Feature 5 (built independently): Smart search autocomplete. Suggests products as users type, combining prefix matching with semantic similarity.
Both features shipped without any input from us. The team had the skills, confidence, and architectural patterns to execute independently.
What Made This Work
Right team profile: Strong engineers who wanted to learn. If the team had no interest in AI, we would have recommended hiring an ML engineer instead.
Realistic scope: We didn’t try to boil the ocean. Three features in six months, each building on the last.
Working code over documentation: The team learned by building, not by reading whitepapers. Every concept was tied to something they could run and debug.

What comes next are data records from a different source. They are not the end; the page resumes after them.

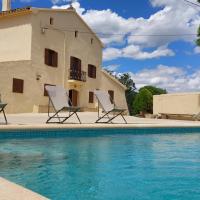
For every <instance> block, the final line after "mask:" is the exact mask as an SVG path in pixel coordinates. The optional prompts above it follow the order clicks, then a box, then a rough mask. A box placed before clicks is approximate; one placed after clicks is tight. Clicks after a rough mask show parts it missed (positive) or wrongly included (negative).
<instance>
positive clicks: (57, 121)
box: [45, 85, 81, 124]
mask: <svg viewBox="0 0 200 200" xmlns="http://www.w3.org/2000/svg"><path fill="white" fill-rule="evenodd" d="M45 89H46V91H47V93H48V96H49V105H48V116H49V118H48V120H47V121H46V123H60V124H63V123H64V122H66V121H67V120H68V119H69V118H70V117H71V116H73V115H74V114H75V115H76V117H77V119H78V121H79V123H80V124H81V120H80V118H79V116H78V114H77V112H78V111H79V110H80V108H79V107H74V106H71V105H70V104H69V102H71V101H70V98H69V96H68V91H66V90H65V88H63V87H62V86H50V85H46V86H45ZM50 104H52V106H53V109H54V111H55V113H54V114H53V115H52V116H50ZM62 111H67V112H68V113H69V115H68V116H60V115H59V114H60V112H62ZM55 119H56V120H57V121H56V122H55ZM52 120H54V121H52Z"/></svg>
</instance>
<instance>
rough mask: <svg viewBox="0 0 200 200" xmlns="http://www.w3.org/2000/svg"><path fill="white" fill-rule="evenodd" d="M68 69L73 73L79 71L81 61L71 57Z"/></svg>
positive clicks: (78, 59)
mask: <svg viewBox="0 0 200 200" xmlns="http://www.w3.org/2000/svg"><path fill="white" fill-rule="evenodd" d="M70 69H71V70H74V71H81V60H80V59H79V58H76V57H73V56H71V57H70Z"/></svg>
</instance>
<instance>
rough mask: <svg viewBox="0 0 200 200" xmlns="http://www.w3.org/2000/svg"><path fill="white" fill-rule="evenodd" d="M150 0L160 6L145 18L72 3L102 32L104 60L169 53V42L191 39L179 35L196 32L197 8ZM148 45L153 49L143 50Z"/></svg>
mask: <svg viewBox="0 0 200 200" xmlns="http://www.w3.org/2000/svg"><path fill="white" fill-rule="evenodd" d="M54 1H58V0H54ZM67 1H68V0H67ZM150 2H151V4H152V6H154V7H158V6H159V7H160V6H162V7H161V8H160V10H159V11H158V12H156V13H154V14H152V15H151V16H149V18H147V19H144V18H142V17H140V18H124V17H122V16H120V15H118V14H117V13H115V12H113V11H112V10H110V9H107V10H85V9H84V8H81V6H80V3H79V2H77V1H76V2H74V3H73V6H74V7H75V8H76V9H77V12H78V13H79V14H80V15H81V16H82V17H83V19H84V20H85V21H86V22H87V23H88V24H89V25H90V26H91V27H92V29H93V30H94V31H95V32H97V33H102V32H103V33H104V34H99V36H100V38H101V40H102V41H103V43H105V44H106V46H107V48H108V49H106V50H105V51H104V58H105V60H110V59H115V58H117V57H128V58H132V59H153V58H157V57H162V56H172V55H174V52H173V51H172V50H170V49H169V47H168V46H169V44H171V43H172V42H174V41H180V40H182V41H187V42H193V41H194V40H195V38H196V36H195V35H194V36H191V35H190V36H180V35H181V34H186V35H187V34H195V33H196V30H197V27H198V25H199V24H200V15H199V11H198V10H196V9H195V8H193V7H191V6H189V5H187V4H186V3H184V2H183V1H177V0H150ZM68 7H69V5H64V6H54V7H53V8H63V9H65V8H68ZM147 35H149V36H147ZM155 35H156V36H155ZM161 35H171V36H161ZM116 45H118V46H120V45H121V48H118V49H116V48H115V46H116ZM122 46H123V47H122ZM124 46H125V47H124ZM149 47H150V48H153V49H154V50H152V51H148V52H147V51H145V49H146V48H149Z"/></svg>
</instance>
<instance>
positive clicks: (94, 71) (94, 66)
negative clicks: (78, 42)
mask: <svg viewBox="0 0 200 200" xmlns="http://www.w3.org/2000/svg"><path fill="white" fill-rule="evenodd" d="M92 76H93V78H96V67H95V66H93V73H92Z"/></svg>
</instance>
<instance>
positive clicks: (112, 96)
mask: <svg viewBox="0 0 200 200" xmlns="http://www.w3.org/2000/svg"><path fill="white" fill-rule="evenodd" d="M108 94H109V95H110V101H111V103H114V91H113V90H108Z"/></svg>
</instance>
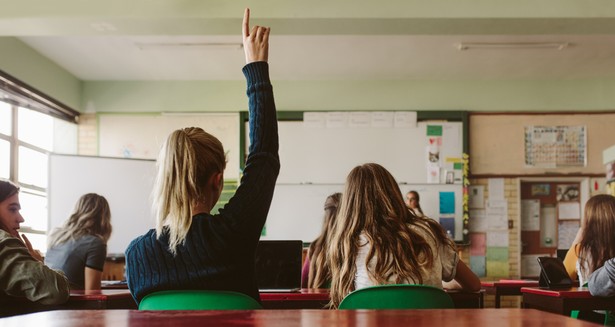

Honest assessment: We told them what they could realistically build themselves vs. what would require specialized expertise. (Fine-tuning models, building custom recommendation algorithms from scratch—those need dedicated ML engineers. Using off-the-shelf embeddings and APIs—their team could absolutely do that.)
Technical Stack
For teams considering similar work:
| Component | Choice | Why |
|---|---|---|
| Embeddings | OpenAI text-embedding-3-small | Good quality, easy API, reasonable cost |
| Vector store | PostgreSQL + pgvector | They already ran Postgres, minimal ops burden |
| Caching | Redis | Review summaries, recommendation results |
| API | FastAPI | Their existing stack, good async support |
| Monitoring | Datadog | Their existing observability stack |
Total incremental infrastructure: pgvector extension (free) + Redis instance (they already had one for sessions).
Cost Reality
This engagement wasn’t cheap—6 months of embedded work. But compare to:
- Hiring an ML engineer (salary + benefits + ramp time + risk of bad hire)
- Building dependency on a vendor for every feature change
- Building features that nobody knows how to maintain
The team now moves faster on AI features than before we joined. That’s the ROI of capability building over feature delivery.